The Mountain View, California-based company revealed the number on Tuesday in a statement. For 2020, the cloud division lost $5.6 billion, Alphabet said.
“An important element of our operating loss is that we have been building out our organization ahead of revenue, and that includes our product portfolio, the network of data centers,” Ruth Porat, chief financial officer of Alphabet and Google, said in an interview with Bloomberg Television. This will help the company pursue this large market opportunity, she added.
Google Cloud revenue climbed 47% to $3.8 billion in the fourth quarter, matching analysts’ estimates, according to data compiled by Bloomberg.
Brian Fitzgerald, an analyst at Wells Fargo & Co., was looking for Google Cloud to generate an operating margin of less than 20% in the fourth quarter, or roughly $750 million in profit on revenue of $3.75 billion.
Morgan Stanley’s Brian Nowak expected Google Cloud to make about $3 billion last year, before interest, taxes, depreciation and amortization.
The results are way behind Amazon.com Inc., which runs Amazon Web Services, the largest cloud provider.
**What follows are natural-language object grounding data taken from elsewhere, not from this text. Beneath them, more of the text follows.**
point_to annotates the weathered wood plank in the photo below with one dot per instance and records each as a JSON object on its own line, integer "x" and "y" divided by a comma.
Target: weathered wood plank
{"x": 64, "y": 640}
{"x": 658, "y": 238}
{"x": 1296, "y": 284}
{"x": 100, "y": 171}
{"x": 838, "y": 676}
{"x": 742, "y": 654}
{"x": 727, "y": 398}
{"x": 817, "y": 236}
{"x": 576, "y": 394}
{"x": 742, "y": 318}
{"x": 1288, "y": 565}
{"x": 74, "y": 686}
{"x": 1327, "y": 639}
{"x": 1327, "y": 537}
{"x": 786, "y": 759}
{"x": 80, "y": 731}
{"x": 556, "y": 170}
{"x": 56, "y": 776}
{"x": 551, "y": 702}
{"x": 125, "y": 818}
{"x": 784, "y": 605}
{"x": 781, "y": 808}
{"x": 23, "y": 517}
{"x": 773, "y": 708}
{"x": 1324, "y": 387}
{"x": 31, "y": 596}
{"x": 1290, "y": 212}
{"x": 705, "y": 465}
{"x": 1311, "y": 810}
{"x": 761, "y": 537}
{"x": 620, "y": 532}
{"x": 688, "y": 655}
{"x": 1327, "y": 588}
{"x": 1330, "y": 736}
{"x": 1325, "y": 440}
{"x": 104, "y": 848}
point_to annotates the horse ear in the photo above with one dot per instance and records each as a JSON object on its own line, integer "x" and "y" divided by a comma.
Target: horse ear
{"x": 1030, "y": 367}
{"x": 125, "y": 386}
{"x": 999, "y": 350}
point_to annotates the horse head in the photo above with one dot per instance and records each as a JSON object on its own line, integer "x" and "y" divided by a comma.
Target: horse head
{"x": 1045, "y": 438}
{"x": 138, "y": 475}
That business generated fourth-quarter operating income of $3.56 billion on revenue of $12.7 billion.
Google Cloud Chief Executive Officer Thomas Kurian is trying to catch Amazon and Microsoft Corp. He has spent rapidly to expand the cloud sales force and the company has continued investing in new data centers.
Some analysts expect profitability to emerge as the division matures. Morgan Stanley’s Nowak sees Google Cloud’s EBITDA reaching $13 billion by 2024 on revenue of $35 billion.